There are now 361 students at The Walk Centre, which is continuing to provide two free meals a day to every student, thanks to funding provided by African Adventures Foundation.

A first-floor staff room is currently being built above the kitchen, funded by a local donor, which will give teachers somewhere to plan lessons and mark work. Longer-term, The Walk Centre needs to build more toilets to cater for the growing number of students, and upgrade the four temporary pre-primary classrooms into brick buildings.

West End Destiny Academy

There are now 120 students and four qualified teachers at West End Destiny Academy, across four classrooms. The classrooms were built in 2019 when the school moved to a new site. The Ministry of Education has advised the school to carry out some building and renovation work to help with its registration. Our volunteers will be helping with this, which includes painting the classrooms, installing lockers, repairing the classroom roofs, building a new kitchen and cementing the classroom floors.

Chaddy Mission School

There are now 287 students at Chaddy Mission School, and 13 staff. Geoffrey, the Director of the school, has been able to sustain the progress that Chaddy made pre-Covid by charging some students modest termly fees. Those who can’t afford the fees can still attend school anyway. Volunteers travelling to Chaddy will be helping with renovation work and providing support with teaching.

What’s the latest on Covid-19 in Kenya?

Coronavirus has had a huge impact on Kenya’s economy, and 2020 saw the first contraction in Gross Domestic Product since 1992. The tourism and hospitality sectors shrunk by almost 48%, which has caused high levels of unemployment in a country that already has millions in insecure employment.

However, the numbers of hospitalisations and deaths in Kenya are tiny compared to those in many parts of Europe, and many people in Kenya argue that the economic damage caused by Coronavirus has outweighed the risk to human health. For more, check out our previous blog, written by Dan, on how Africa has been so resilient against Covid-19.

Take-up of the vaccination in Kenya is slow in comparison to Europe, though 6 million people – around 15% of the country’s population – have now received either one or both vaccinations.

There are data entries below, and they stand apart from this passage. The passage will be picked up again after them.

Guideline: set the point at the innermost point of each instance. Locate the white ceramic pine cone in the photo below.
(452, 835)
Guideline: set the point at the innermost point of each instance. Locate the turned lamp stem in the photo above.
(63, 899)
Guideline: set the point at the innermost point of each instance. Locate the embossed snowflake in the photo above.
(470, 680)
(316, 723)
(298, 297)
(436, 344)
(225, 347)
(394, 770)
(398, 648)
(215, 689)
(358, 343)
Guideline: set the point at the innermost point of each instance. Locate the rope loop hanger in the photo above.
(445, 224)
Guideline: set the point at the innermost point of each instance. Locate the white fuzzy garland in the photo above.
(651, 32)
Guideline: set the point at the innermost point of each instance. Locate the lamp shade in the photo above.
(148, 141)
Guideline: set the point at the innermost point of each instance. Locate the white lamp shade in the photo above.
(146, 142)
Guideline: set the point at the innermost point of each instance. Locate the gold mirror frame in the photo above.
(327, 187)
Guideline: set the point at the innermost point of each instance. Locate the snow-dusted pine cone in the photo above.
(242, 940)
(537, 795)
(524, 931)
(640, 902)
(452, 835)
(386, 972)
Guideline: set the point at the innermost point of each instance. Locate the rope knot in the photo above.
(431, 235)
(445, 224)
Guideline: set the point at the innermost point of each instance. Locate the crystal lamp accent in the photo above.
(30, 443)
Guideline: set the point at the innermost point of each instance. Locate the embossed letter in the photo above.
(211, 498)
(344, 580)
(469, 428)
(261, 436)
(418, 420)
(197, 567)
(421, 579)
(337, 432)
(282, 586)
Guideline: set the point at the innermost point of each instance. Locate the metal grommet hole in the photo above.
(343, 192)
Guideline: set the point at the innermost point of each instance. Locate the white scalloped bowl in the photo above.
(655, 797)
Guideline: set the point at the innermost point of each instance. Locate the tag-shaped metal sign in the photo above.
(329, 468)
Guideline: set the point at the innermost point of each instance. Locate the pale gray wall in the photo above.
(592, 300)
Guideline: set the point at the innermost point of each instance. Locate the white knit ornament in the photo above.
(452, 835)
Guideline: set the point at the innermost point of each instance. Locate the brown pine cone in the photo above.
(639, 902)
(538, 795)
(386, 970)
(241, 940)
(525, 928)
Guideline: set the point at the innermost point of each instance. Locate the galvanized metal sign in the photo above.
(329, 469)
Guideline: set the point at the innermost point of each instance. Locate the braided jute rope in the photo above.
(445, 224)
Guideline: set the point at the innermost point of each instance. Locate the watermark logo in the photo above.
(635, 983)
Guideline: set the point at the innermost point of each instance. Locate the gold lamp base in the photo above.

Initially, supplies were slow to reach the country, but capacity is increasing, and the government is rolling out a huge campaign to persuade Kenyans to get vaccinated.

All restrictions in Kenya have now been lifted, although the use of facemasks in public settings is still required.

Our first volunteers in two years

Dan’s visit to Kenya also overlapped with our first volunteering trip in two years, as Lisa and Beth, two staff members from Chichester College, travelled to Nakuru for a week of volunteering.

This was also Lisa’s 10th trip with us, and Dan was able to join Lisa, Beth and our Kenya team for the evening to celebrate 10 years of partnership and friendship before Lisa and Beth headed back to the UK. Chichester College will be returning to Kenya in April with a group of students, and we can’t wait to welcome them back.